Charles Cullen was arrested at a restaurant on December 12, 2003. He was charged with 1 count of murder and 1 count of attempted murder. 2 days later Cullen told detectives Dan Baldwin and Tim Braun about the murder of Rev. Florian Gall and the attempted murder of Jin Kyung Han (both patients at Somerset). Cullen also admitted killing as many as 40 patients over his 16 years as a nurse. In April 2004 Cullen pleaded guilty to killing 13 patients and attempting to kill 2 others by lethal injection while working at Somerset. As part of his plea agreement he agreed to cooperate with authorities if they took the death penalty off the table. 1 month later, he pleaded guilty to the murder of 3 more patients in New Jersey. In November 2004, Cullen pleaded guilty in an Allentown, Pennsylvania court to killing 6 patients and trying to kill 3 others. In July 2005 Cullen was in the Somerset County Jail in New Jersey as authorities continued to investigate the possibility of his involvement in other deaths.

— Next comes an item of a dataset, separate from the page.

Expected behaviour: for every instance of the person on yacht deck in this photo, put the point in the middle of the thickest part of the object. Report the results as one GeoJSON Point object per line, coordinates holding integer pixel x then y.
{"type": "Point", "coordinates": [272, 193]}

Cullen is currently serving a sentence of life without parole for over 100 years to be served consecutively with his other sentences in Pennsylvania. On March 2, 2006, Cullen was sentenced to 18 consecutive life sentences in New Jersey and is not eligible for parole until 2403. He is currently held at New Jersey State Prison in Trenton, New Jersey. On March 10, 2006, Cullen was brought into the courtroom of Lehigh County President Judge William H. Platt for a sentencing hearing. Cullen kept repeating “Your honour, you need to step down” for 30 minutes until Platt ordered Cullen to be gagged with cloth and duct tape. Even after being gagged Cullen continued to try and repeat the phrase. He was given another 6 life sentences. As part of a plea agreement Cullen was working with law enforcement officials to identify additional victims. Cullen originally told authorities about 40 patients he specifically remembered killing during his career. In August 2006, Cullen donated a kidney to the brother of a former girlfriend.